# a gbatemp iphone app



## iFish (Jan 31, 2010)

well my usally on my dads phone and on the temp so i said why not get a tailor made iphone app? or a mobile webpage for better access from mobile.

just a sugestion

also this just in rockstar wants it aswell


----------



## Jakob95 (Jan 31, 2010)

Yeah I would love to have one.  But we need a mobile GBAtemp site first.


----------



## Destructobot (Jan 31, 2010)

http://mobile.gbatemp.net/

http://wumga.com/


----------



## iFish (Jan 31, 2010)

Destructobot said:
			
		

> http://mobile.gbatemp.net/
> 
> http://wumga.com/



i ment like a nice looking site talior made for the iphone/ipod touch


----------



## Destructobot (Jan 31, 2010)

It would make a lot more sense in this context to have a mobile site that was designed for the DS/DSi browser.


----------



## iFish (Jan 31, 2010)

pfftt!! the ds browser is slow and clunky


----------



## Destructobot (Jan 31, 2010)

And iCrap is closed development only. A decent mobile page that would work well on the DSi browser (nothing works well on the DS one) would work well on pretty much any mobile device that can display web pages. That would make far more sense that trying to get Apple's permission to make an iApp and then having it only work on their products.
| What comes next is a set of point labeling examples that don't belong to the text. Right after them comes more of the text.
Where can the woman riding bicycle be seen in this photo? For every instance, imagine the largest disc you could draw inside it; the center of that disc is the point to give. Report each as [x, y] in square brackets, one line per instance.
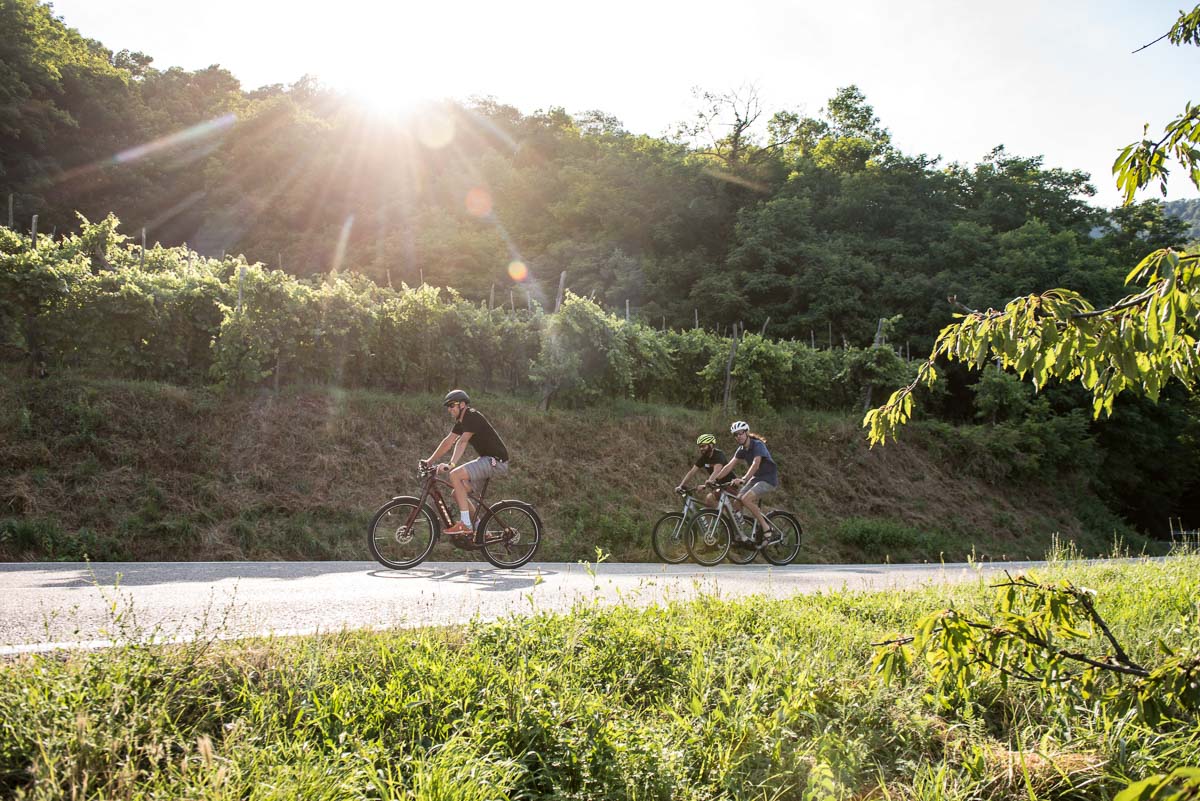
[711, 459]
[760, 479]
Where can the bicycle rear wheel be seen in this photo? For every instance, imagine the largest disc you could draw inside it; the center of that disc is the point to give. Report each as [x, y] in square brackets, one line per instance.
[511, 533]
[669, 538]
[708, 538]
[402, 534]
[786, 549]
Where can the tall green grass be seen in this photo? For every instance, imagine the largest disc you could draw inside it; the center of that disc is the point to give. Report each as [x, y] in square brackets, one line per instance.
[705, 699]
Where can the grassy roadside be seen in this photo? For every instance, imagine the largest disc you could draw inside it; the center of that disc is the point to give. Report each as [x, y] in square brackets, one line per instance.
[705, 699]
[125, 470]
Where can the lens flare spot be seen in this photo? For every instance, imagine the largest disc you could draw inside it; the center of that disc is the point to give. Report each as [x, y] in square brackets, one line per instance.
[435, 127]
[479, 202]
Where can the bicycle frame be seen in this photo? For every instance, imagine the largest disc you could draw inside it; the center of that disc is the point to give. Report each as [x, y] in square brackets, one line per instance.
[725, 505]
[432, 491]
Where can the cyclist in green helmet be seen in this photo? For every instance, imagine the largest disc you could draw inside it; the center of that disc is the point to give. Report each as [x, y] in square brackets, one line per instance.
[711, 459]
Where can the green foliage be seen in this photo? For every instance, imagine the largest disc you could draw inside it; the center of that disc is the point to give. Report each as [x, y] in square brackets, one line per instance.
[1139, 343]
[1036, 636]
[697, 699]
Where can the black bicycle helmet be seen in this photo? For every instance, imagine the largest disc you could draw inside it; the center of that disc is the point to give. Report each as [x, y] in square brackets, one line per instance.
[454, 396]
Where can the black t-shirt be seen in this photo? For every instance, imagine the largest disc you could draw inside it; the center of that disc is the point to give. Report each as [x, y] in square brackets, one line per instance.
[483, 437]
[713, 461]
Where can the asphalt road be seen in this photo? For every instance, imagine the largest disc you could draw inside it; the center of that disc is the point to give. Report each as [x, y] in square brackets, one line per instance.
[60, 604]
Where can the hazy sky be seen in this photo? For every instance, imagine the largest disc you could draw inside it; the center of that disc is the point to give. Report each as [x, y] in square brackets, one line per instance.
[947, 77]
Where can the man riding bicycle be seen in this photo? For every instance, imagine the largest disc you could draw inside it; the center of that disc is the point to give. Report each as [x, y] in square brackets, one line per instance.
[711, 459]
[761, 477]
[469, 426]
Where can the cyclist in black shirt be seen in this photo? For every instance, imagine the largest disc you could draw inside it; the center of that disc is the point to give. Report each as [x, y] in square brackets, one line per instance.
[469, 426]
[711, 459]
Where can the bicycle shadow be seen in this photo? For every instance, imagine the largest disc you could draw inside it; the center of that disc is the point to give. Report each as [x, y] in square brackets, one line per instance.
[483, 577]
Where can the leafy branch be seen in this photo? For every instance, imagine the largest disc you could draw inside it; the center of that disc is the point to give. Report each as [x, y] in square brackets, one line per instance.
[1031, 640]
[1139, 343]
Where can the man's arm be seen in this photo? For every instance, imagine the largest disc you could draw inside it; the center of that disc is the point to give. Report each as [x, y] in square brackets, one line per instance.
[689, 475]
[724, 471]
[754, 468]
[443, 446]
[460, 446]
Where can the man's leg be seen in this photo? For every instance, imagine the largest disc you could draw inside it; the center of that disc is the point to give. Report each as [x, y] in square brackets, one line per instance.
[750, 501]
[461, 485]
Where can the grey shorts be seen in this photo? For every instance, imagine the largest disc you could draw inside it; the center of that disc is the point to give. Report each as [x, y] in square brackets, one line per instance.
[485, 468]
[759, 488]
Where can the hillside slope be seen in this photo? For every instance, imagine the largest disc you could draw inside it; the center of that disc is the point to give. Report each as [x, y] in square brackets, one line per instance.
[121, 470]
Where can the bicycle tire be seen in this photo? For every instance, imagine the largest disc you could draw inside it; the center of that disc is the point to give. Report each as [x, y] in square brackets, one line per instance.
[785, 550]
[670, 538]
[402, 533]
[708, 538]
[511, 534]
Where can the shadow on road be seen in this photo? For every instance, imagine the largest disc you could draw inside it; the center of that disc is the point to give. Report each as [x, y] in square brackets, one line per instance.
[489, 579]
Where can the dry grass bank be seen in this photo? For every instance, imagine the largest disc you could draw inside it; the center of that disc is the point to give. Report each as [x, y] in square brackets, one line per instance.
[150, 471]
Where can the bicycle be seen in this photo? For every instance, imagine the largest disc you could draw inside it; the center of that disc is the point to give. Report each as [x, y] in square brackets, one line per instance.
[711, 538]
[403, 530]
[669, 536]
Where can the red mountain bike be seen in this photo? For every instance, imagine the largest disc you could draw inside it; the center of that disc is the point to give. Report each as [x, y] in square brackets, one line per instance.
[403, 530]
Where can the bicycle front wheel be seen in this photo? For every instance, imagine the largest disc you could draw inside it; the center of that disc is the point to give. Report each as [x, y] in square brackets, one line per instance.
[708, 538]
[511, 534]
[786, 549]
[402, 534]
[667, 538]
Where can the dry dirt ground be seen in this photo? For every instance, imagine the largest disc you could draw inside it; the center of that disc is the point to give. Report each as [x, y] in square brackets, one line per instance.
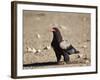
[74, 27]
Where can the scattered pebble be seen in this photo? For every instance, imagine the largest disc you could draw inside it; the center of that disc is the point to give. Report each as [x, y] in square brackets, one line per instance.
[62, 27]
[33, 50]
[84, 46]
[87, 61]
[47, 47]
[38, 51]
[38, 36]
[29, 50]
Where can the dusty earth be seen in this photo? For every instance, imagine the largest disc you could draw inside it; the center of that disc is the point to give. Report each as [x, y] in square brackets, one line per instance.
[74, 27]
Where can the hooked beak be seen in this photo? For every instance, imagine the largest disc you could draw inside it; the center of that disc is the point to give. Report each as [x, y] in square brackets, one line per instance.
[51, 30]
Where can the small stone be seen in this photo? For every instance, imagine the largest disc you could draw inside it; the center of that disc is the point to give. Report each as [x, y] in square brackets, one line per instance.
[38, 51]
[64, 44]
[80, 55]
[62, 27]
[87, 61]
[38, 36]
[47, 47]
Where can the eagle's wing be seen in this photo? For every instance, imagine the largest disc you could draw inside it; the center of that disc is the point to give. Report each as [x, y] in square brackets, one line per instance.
[64, 44]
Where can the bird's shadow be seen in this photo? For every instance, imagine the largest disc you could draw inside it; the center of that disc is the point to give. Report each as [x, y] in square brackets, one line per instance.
[40, 64]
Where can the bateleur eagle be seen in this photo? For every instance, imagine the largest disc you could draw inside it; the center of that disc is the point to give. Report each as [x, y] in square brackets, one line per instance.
[61, 47]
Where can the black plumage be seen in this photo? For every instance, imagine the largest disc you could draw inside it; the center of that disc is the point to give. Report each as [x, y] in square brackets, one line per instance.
[59, 51]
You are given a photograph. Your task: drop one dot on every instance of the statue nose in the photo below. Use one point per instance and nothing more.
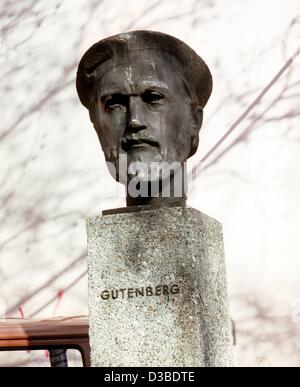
(136, 117)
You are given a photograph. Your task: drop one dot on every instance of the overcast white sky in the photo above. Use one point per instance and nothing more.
(53, 171)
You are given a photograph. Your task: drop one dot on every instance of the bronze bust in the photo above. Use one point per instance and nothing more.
(145, 92)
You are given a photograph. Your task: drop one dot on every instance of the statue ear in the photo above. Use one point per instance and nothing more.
(195, 129)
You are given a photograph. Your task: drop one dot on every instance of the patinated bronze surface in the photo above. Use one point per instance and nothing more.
(145, 92)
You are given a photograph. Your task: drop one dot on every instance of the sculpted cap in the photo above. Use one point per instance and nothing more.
(112, 50)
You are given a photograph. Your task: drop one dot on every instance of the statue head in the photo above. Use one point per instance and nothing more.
(145, 92)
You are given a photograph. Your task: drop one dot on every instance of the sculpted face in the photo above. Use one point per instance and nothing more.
(143, 109)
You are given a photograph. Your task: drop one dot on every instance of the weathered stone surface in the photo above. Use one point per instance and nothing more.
(171, 306)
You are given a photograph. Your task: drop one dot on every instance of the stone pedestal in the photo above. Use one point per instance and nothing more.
(157, 290)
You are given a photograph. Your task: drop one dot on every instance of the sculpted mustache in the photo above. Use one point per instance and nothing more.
(128, 141)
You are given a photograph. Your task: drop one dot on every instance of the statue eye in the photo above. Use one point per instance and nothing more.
(114, 101)
(153, 98)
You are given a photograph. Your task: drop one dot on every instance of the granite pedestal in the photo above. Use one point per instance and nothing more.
(158, 290)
Also, wasn't rockstar banned?


----------



## iFish (Jan 31, 2010)

yeah, but he sent me a e-mail


----------



## BoxShot (Jan 31, 2010)

Mobile gbatemp >>>>>> iPoo gbatemp app 
	

	
	
		
		

		
			





So yeah I'd rather get a mobile gbatemp before an app on the iPoo.


----------



## Jakob95 (Jan 31, 2010)

ifish said:
			
		

> yeah, but he sent me a e-mail


Lol why would Rockstar want to come to GBAtemp on his iPhone when he is banned?  Anyways making a web page for the DSi Browser is more reasonable since this forum isn't dedicated to the iPod Touch/iPhone.


----------



## iFish (Jan 31, 2010)

fine!!! a cell phone iphone webpage that looks decent


----------



## Jakob95 (Jan 31, 2010)

And all the iPod Touch haters just shut up.


----------



## Destructobot (Jan 31, 2010)

jakob95 said:
			
		

> And all the iPod Touch haters just shut up.


This, even though I'm one of the Apple haters. We don't need another thread about it.


----------



## dinofan01 (Jan 31, 2010)

jakob95 said:
			
		

> And all the iPod Touch haters just shut up.


iPad sucks!!!...you said touch haters...all though they're pretty much the same thing. Burn!!!!.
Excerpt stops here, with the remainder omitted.